Some weeks and two visits to Atlantis later he figured that using a variant of bounded randomness he could obtain a speed of 500 msec on Earth to one year on his computer generated world. If he were to start 2 billion years ago, it would take about 32 years to evolve to the present. Even at that speed he could evolve to only 20,000,000 people and perhaps five cities. He still did not have enough power or capacity to create a whole world. He bought an archipelago of very small, tightly grouped islands. It was about 5 km off the coast, some distance from the city of Lemura. He moved his computer facility to one of the island so it would not be disturbed.

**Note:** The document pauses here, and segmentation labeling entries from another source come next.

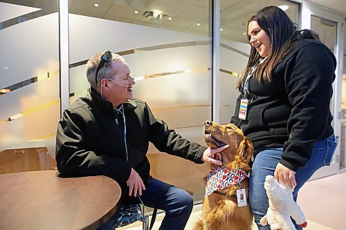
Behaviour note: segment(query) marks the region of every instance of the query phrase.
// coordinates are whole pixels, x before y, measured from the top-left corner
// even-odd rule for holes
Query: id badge
[[[237,190],[237,201],[238,202],[238,207],[248,205],[248,203],[246,202],[246,193],[245,192],[245,189]]]
[[[240,101],[240,106],[239,108],[238,117],[240,119],[246,119],[246,111],[248,110],[248,100],[242,99]]]

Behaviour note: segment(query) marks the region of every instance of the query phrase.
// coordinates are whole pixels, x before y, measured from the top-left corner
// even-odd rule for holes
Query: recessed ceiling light
[[[160,10],[153,10],[153,16],[154,17],[160,17],[160,15],[161,13],[162,13],[162,12],[161,12]]]
[[[287,10],[289,8],[289,6],[287,5],[281,5],[277,7],[284,11]]]

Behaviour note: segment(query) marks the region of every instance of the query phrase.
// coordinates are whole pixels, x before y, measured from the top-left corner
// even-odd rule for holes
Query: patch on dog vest
[[[227,166],[217,166],[207,175],[207,197],[217,190],[222,189],[233,185],[240,184],[242,180],[246,177],[246,172],[243,169],[231,170]]]

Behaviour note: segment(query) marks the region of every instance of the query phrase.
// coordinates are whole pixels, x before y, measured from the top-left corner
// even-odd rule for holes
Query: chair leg
[[[145,215],[145,221],[143,222],[145,226],[143,226],[143,230],[149,230],[149,216]],[[145,227],[145,229],[144,229]]]
[[[149,230],[149,216],[145,215],[145,207],[140,204],[140,209],[142,211],[142,220],[144,220],[142,224],[142,229]]]

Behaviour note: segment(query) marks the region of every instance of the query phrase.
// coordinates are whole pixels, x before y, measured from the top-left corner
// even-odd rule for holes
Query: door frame
[[[343,44],[344,44],[344,20],[345,16],[340,12],[327,9],[325,7],[312,3],[300,1],[302,3],[301,28],[310,29],[311,17],[312,15],[328,19],[336,23],[336,42],[334,49],[334,55],[336,58],[337,66],[335,70],[336,79],[333,83],[333,127],[335,135],[341,136],[341,84],[343,79]],[[322,167],[317,171],[311,180],[315,180],[333,174],[338,173],[340,171],[340,144],[338,145],[331,164],[328,167]]]

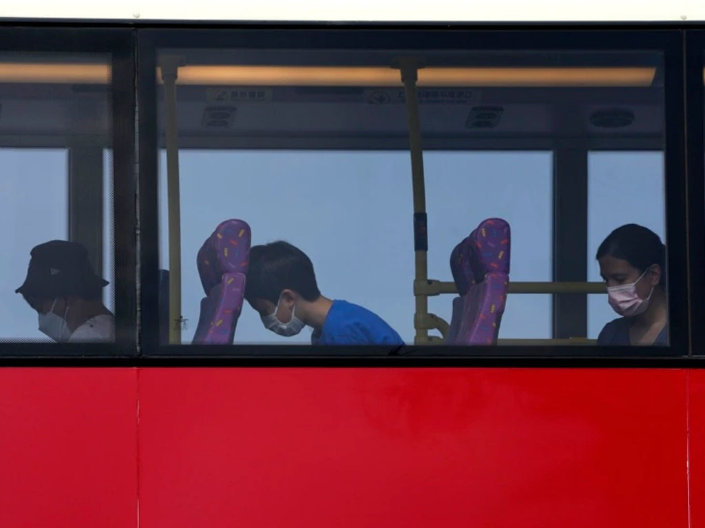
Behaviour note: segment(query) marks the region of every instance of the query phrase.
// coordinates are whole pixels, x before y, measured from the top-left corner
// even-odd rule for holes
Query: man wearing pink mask
[[[618,227],[596,257],[610,306],[622,315],[608,322],[599,345],[668,344],[666,246],[658,235],[636,224]]]

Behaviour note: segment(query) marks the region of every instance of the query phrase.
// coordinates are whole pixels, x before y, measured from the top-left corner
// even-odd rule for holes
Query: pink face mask
[[[646,271],[649,271],[649,270],[647,269]],[[651,294],[654,293],[654,287],[651,287],[651,291],[649,292],[649,296],[646,298],[642,298],[637,294],[637,283],[646,275],[646,271],[644,272],[641,277],[630,284],[615,286],[607,289],[610,306],[620,315],[631,318],[646,311],[646,308],[649,308],[649,302],[651,298]]]

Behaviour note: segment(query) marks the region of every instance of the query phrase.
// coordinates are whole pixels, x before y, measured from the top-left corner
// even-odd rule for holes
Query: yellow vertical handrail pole
[[[417,64],[412,59],[400,62],[401,81],[404,84],[406,111],[409,118],[409,146],[411,151],[411,179],[414,194],[414,253],[416,281],[428,279],[428,235],[426,222],[426,188],[424,183],[424,155],[421,146],[421,122],[419,120],[419,99],[416,91],[418,79]],[[416,329],[415,343],[417,345],[429,343],[429,331],[420,323],[429,313],[428,296],[422,294],[415,296],[416,313],[414,328]]]
[[[169,225],[169,344],[181,344],[181,204],[178,173],[178,128],[176,120],[178,58],[161,63],[164,83],[164,122],[166,137],[166,194]]]

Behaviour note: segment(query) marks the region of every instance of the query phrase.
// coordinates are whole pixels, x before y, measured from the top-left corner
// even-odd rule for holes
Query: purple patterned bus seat
[[[450,254],[460,297],[453,299],[447,344],[491,345],[509,287],[510,232],[501,218],[484,220]]]
[[[206,296],[201,301],[195,344],[232,344],[243,309],[250,258],[250,226],[221,222],[198,251],[196,263]]]

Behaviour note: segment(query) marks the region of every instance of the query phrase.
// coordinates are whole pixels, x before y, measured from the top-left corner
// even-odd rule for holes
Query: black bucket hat
[[[95,274],[87,250],[78,242],[52,240],[35,246],[30,255],[27,278],[15,293],[39,298],[88,296],[108,285]]]

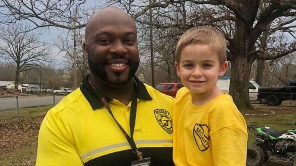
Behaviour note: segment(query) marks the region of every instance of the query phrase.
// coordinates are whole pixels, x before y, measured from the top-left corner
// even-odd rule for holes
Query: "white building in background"
[[[2,90],[9,90],[14,89],[15,84],[14,81],[0,81],[0,89]],[[23,86],[21,84],[19,84],[18,86],[18,91],[22,93]]]

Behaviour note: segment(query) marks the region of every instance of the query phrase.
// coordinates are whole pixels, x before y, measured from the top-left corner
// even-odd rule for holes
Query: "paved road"
[[[63,96],[55,96],[56,104],[61,100]],[[19,108],[53,105],[53,98],[52,96],[20,96],[18,98]],[[16,97],[0,98],[0,111],[5,109],[15,109],[16,108]]]

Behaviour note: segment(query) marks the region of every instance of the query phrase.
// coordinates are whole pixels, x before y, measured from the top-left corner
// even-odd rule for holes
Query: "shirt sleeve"
[[[248,136],[239,129],[225,127],[211,136],[215,166],[245,166]]]
[[[36,166],[83,165],[63,122],[50,110],[41,124]]]
[[[246,121],[234,103],[224,101],[219,105],[211,114],[210,124],[214,165],[245,166]]]

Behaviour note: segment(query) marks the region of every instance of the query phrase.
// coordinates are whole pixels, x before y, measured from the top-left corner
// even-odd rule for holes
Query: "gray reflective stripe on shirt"
[[[172,143],[173,141],[172,140],[139,140],[135,141],[136,145],[150,144],[162,144],[162,143]],[[130,144],[128,142],[122,142],[113,144],[101,148],[99,148],[84,154],[81,156],[81,159],[84,159],[92,155],[99,153],[101,153],[104,151],[115,149],[118,148],[124,147],[124,146],[130,147]]]

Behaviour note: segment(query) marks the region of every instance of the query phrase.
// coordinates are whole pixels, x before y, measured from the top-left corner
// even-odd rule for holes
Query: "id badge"
[[[131,166],[150,166],[151,158],[150,157],[144,158],[141,162],[138,160],[132,161],[130,163]]]

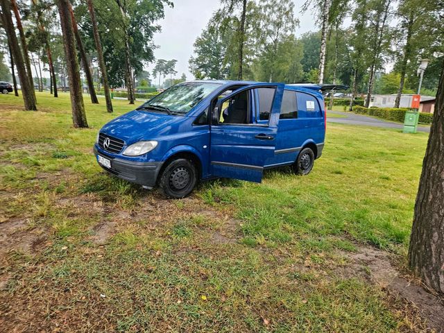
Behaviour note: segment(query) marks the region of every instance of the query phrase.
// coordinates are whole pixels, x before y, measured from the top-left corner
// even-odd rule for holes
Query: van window
[[[275,97],[275,88],[264,87],[256,88],[255,91],[257,92],[259,110],[258,117],[259,120],[268,120],[270,119],[270,114],[271,113],[271,107],[273,106],[273,101]]]
[[[222,104],[219,110],[219,123],[249,123],[250,103],[249,90],[236,94]]]
[[[280,119],[294,119],[298,118],[296,93],[290,90],[284,90],[282,104],[280,107]]]
[[[318,100],[312,95],[305,92],[296,93],[299,118],[321,117],[321,107]]]

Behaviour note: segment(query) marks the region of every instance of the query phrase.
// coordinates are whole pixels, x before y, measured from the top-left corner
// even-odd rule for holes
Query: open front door
[[[284,87],[283,83],[256,83],[217,102],[210,130],[213,176],[261,182],[264,164],[275,153]],[[261,94],[254,94],[255,89],[261,89]],[[262,98],[255,101],[254,96]]]

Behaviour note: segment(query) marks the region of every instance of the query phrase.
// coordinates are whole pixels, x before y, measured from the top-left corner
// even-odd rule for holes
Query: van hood
[[[131,144],[141,140],[173,134],[180,126],[177,124],[187,119],[184,116],[173,116],[135,110],[106,123],[100,130],[106,134]]]

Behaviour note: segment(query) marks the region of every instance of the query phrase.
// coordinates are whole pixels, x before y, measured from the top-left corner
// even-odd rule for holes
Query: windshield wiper
[[[158,110],[160,111],[165,111],[168,114],[173,114],[173,112],[170,109],[166,108],[164,106],[158,105],[157,104],[148,104],[148,105],[145,105],[142,107],[142,109],[153,109],[153,110]]]

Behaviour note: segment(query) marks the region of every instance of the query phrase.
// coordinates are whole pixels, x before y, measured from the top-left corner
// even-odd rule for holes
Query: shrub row
[[[99,95],[104,94],[103,92],[98,92],[97,94]],[[128,93],[124,92],[114,92],[113,94],[114,97],[123,97],[123,98],[128,97]],[[150,99],[154,97],[157,94],[158,94],[157,92],[148,92],[146,94],[139,94],[138,92],[136,92],[134,94],[134,96],[136,99]]]
[[[391,120],[393,121],[404,122],[405,112],[409,111],[408,108],[364,108],[359,105],[353,107],[353,112],[360,114],[368,114],[369,116],[377,117],[383,119]],[[433,114],[429,113],[420,112],[419,122],[420,123],[432,123]]]
[[[328,105],[330,102],[330,99],[325,99],[325,103]],[[334,105],[339,106],[348,106],[350,105],[350,99],[334,99],[333,100]],[[355,99],[353,101],[354,105],[364,106],[364,99]]]

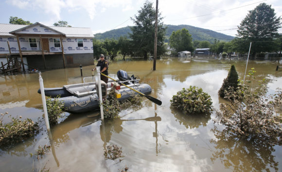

Time passed. He became increasingly famous for his technical breakthroughs in many areas. He used all his fame to gather more and more capacity for his computer complex. At the same time he kept his goal a secret except to Diedre and her uncle. Ten years passed, split between research and visiting Diedre at home and school. During that time he startled people by freezing primitive multi-celled creatures and dumping their information. He also started publishing in small particle physics and funding geological expeditions. The amount of metal resources surprised him. He was the first to describe volcanoes and earthquakes in detail.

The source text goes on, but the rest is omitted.